Auf dem nach Hause Weg genießen wir noch einmal haitianisches Essen. In Supermärkten und Restaurants merken wir, was so oft und an so vielen Plätzen der Welt vor sich geht: es gibt Nahrungsmittel, aber die sind unfassbar teuer. Bei einer Steigerung des Reispreises um 50 Prozent fällt es einem nicht schwer, die Verzweiflung und den Missmut der Menschen nachzuvollziehen, die in den vergangenen Wochen für gewaltsame Ausschreitungen gesorgt haben.

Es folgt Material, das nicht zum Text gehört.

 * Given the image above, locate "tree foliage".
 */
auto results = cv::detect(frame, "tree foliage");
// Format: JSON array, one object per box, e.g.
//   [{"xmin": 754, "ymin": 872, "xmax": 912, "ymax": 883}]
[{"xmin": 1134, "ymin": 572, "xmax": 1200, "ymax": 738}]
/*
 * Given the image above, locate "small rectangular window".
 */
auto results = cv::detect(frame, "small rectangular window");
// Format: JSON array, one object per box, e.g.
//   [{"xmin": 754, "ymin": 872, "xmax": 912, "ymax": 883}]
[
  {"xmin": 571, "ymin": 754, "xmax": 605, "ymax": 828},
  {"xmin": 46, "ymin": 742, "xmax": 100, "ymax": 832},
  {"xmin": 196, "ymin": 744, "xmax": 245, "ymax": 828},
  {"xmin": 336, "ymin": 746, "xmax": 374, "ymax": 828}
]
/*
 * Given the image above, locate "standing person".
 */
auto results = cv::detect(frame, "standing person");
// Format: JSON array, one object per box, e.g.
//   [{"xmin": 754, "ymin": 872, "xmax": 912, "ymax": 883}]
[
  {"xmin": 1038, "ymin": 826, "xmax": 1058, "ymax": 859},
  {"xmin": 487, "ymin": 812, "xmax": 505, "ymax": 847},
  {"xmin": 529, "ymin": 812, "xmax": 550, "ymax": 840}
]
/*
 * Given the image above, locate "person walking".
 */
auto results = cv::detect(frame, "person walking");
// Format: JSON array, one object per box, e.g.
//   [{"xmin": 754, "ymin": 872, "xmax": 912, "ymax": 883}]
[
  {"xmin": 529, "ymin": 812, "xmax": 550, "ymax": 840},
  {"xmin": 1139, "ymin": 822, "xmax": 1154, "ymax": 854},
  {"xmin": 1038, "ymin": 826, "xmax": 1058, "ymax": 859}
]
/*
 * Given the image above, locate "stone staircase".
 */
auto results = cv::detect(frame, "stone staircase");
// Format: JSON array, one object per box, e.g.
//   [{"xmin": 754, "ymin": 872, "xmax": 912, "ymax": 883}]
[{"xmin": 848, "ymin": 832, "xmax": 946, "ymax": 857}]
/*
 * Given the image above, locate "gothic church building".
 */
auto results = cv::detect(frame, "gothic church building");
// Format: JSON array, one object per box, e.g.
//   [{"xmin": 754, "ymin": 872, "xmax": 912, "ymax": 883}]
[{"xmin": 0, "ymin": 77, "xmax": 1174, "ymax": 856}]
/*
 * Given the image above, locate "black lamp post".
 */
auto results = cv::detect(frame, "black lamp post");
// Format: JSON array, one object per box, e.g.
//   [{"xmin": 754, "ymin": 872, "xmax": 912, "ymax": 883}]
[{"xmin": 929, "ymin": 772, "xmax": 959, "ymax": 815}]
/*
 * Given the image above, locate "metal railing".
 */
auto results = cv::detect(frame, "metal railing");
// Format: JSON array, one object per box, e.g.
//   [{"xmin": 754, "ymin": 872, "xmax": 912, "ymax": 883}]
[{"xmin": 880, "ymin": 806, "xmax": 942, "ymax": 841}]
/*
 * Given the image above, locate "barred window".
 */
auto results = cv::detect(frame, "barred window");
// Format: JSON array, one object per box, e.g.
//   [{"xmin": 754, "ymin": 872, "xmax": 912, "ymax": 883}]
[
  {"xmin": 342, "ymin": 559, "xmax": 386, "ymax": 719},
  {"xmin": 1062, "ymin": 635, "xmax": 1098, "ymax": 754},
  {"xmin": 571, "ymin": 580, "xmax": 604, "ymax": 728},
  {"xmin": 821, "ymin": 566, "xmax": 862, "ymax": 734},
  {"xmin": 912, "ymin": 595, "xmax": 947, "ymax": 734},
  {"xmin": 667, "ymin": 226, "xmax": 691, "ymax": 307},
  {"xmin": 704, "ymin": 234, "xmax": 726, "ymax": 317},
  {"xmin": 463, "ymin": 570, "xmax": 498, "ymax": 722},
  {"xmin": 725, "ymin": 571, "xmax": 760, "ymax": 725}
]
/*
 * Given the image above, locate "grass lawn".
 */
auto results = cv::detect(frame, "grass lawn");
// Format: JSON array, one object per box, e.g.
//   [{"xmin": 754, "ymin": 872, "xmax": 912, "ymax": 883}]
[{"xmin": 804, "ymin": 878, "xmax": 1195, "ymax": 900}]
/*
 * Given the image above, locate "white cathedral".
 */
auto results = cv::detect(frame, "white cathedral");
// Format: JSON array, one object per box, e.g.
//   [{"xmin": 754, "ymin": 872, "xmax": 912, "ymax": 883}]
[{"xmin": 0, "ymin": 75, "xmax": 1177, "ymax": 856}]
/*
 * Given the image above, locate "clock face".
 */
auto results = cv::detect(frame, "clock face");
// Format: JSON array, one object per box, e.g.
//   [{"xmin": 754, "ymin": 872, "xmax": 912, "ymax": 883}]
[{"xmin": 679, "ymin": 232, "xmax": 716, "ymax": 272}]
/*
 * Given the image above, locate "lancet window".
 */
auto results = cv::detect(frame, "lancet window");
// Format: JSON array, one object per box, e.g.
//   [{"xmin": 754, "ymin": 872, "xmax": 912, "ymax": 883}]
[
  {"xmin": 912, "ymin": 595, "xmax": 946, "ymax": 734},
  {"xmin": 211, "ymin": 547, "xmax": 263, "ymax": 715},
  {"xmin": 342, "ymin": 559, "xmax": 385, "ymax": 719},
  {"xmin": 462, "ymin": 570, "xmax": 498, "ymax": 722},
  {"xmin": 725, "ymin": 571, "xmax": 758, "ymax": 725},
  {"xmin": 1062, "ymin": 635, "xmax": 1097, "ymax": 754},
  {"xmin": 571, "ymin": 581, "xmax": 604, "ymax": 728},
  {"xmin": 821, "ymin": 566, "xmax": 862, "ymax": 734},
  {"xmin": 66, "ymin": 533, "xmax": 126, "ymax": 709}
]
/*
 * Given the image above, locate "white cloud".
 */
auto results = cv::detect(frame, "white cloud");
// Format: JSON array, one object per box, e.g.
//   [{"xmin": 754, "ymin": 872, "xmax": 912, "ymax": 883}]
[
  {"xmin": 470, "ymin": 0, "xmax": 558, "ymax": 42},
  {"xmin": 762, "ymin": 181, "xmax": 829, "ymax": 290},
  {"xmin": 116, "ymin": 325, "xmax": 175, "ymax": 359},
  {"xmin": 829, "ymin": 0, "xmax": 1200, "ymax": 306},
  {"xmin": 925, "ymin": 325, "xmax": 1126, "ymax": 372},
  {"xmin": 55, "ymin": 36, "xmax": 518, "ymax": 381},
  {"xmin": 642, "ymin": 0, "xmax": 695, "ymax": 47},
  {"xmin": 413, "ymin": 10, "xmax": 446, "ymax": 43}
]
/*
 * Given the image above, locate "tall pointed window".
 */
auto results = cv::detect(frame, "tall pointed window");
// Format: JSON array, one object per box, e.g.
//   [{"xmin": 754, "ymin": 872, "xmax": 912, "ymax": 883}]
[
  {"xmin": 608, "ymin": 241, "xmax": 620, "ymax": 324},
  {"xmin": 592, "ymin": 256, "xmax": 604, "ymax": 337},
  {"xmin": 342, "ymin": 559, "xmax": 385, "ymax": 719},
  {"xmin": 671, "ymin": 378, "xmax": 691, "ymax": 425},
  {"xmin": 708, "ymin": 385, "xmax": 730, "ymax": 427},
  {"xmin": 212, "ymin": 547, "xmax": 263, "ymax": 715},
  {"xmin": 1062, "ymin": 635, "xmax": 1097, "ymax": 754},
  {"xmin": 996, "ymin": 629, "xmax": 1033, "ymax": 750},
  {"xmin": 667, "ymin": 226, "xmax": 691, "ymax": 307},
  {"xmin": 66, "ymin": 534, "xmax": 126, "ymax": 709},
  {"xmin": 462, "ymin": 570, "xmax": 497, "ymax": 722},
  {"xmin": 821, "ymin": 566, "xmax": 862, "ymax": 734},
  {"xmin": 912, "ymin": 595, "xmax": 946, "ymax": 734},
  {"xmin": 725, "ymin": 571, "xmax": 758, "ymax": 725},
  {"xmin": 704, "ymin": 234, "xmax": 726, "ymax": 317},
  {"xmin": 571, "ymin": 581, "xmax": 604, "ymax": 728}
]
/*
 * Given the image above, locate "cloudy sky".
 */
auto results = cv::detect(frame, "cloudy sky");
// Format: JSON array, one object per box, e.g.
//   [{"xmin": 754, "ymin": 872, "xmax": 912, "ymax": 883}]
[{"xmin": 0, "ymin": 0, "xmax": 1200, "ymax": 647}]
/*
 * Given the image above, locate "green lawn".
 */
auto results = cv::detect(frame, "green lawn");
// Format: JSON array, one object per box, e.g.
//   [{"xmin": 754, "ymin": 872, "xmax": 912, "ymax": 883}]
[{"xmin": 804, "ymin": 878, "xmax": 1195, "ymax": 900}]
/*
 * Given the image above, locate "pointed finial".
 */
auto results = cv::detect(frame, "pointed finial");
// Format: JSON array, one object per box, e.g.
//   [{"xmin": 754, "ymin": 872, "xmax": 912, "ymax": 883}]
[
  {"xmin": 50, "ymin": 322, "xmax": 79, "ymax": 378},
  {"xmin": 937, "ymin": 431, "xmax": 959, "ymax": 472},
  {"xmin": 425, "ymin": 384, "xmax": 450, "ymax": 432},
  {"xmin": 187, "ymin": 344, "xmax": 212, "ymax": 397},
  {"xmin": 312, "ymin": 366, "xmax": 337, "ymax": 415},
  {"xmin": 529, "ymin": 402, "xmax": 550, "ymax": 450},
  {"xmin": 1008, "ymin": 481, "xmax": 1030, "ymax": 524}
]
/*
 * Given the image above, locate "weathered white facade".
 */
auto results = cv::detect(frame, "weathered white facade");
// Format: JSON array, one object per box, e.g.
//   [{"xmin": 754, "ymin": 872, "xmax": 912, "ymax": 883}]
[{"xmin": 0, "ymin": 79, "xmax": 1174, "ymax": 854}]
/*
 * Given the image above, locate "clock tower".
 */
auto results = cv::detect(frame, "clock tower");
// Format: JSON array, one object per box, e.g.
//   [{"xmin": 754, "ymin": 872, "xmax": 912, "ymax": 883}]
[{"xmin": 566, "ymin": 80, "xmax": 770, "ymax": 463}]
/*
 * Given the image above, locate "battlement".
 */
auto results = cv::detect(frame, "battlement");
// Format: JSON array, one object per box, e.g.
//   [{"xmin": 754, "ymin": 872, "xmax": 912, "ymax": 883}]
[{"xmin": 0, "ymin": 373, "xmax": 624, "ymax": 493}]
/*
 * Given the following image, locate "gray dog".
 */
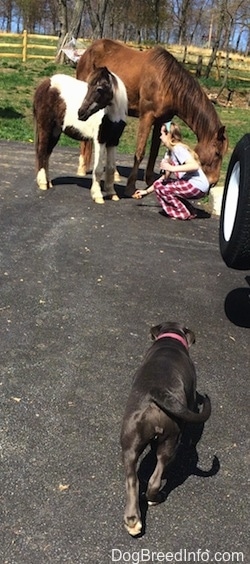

Für diese Menschen geht es ums nackte Überleben.

Schließlich erreichen wir das Gästehaus von "Jugend mit einer Mission" und finden uns in einem Schlafsaal für Mädchen wieder (gut, dass Manuela und ich noch jung sind). Wir schlafen in einem der großen Säle: Dreier-Stockbetten ohne Laken und ohne Decke oder Moskitonetze. Es gibt elf solcher Stockbetten, eine fünf Zentimeter dicke Matratze mit kleinen Insekten darunter, überall Spinnweben... Aber: wir sind nicht anspruchsvoll und kommen mit auch mit diesen Bedingungen klar, auch wenn der erste Eindruck schockt.